For the next two years, beginning on Aug. 16, one of Dawe's largest and most intricate installations, made with 60 miles of sewing thread, titled Plexus No. 34, will be on display in the Atrium of the Amon Carter Museum of American Art. The installation will highlight the architecture of the museum's renowned Phillip Johnson-designed building on the 15-year anniversary of the completion of the Atrium.
Dawe's installation, which will be on view until September 2018, is a part of a series of "indoor rainbows" he has been working on for the past five years, called Plexus, the word for the network of vessels that run through the body.

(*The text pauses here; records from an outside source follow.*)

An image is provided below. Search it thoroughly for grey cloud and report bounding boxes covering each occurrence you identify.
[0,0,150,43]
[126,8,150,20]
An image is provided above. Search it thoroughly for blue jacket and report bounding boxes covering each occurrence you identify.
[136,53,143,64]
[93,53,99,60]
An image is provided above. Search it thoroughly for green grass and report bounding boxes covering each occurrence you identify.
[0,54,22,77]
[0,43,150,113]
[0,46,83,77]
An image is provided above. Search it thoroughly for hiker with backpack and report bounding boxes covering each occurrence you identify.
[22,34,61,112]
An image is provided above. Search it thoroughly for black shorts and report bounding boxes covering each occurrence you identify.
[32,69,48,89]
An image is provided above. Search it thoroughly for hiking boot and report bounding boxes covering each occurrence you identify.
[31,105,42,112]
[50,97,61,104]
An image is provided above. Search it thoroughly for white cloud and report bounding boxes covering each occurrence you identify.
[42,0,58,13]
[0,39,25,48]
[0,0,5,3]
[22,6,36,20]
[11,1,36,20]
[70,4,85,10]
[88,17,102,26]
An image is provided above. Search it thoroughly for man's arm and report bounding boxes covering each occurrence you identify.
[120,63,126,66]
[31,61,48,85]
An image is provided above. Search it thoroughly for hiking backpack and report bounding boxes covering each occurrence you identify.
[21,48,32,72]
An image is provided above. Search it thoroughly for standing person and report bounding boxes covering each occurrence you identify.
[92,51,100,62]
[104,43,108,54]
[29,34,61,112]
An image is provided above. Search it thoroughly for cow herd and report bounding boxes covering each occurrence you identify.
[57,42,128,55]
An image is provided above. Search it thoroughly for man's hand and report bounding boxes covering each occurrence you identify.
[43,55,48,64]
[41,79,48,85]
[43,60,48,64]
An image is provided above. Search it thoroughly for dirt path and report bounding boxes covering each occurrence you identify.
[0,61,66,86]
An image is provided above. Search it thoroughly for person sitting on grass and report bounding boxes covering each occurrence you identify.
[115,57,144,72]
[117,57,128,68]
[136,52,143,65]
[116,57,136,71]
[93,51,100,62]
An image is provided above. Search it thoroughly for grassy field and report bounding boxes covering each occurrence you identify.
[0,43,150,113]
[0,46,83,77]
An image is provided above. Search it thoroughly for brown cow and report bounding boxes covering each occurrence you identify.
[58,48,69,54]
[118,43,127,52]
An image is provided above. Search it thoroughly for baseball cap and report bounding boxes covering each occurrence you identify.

He said each piece is conceived for the particular space and created in that space, and because of the colors he uses, each refers directly to light and fragmented light.
The completed installation will look like Dawe created a natural phenomenon of rainbow light and mist. "In reality, he hooks ordinary, industrial sewing thread from wall to wall in a repeating overlay to create this extraordinary optical illusion," says assistant curator Maggie Adler.
Dawe began installing the work inside the Atrium in early August with a mapped-out plan of the threads.
"It becomes this sort of back and forth between the characteristics of the space and the characteristics of the works, and how together they form something new," he said. "So every new piece is an opportunity to try to make something different than I have before.
By using a textile-like sewing thread and creating it on an architectural scale, Dawe said he is exploring the relationship between fashion and architecture and how they relate to the human need of shelter.
"When you use the material of one and the scale of the other, that sheltering quality gets transformed into the idea of shelter," he said, "not in the sense of typical sheltering, but in the sense of a psychological, mental and even spiritual and transcendent meaning."
Adler hopes visitors will take the time to stop and soak up Dawe's ethereal work. "I mean, people's jaw literally drop to the floor," Dawe said. "People often tell me that they're very soothing, just very relaxing, so that's when that sheltering quality sort of gets transformed into something more symbolic than physical."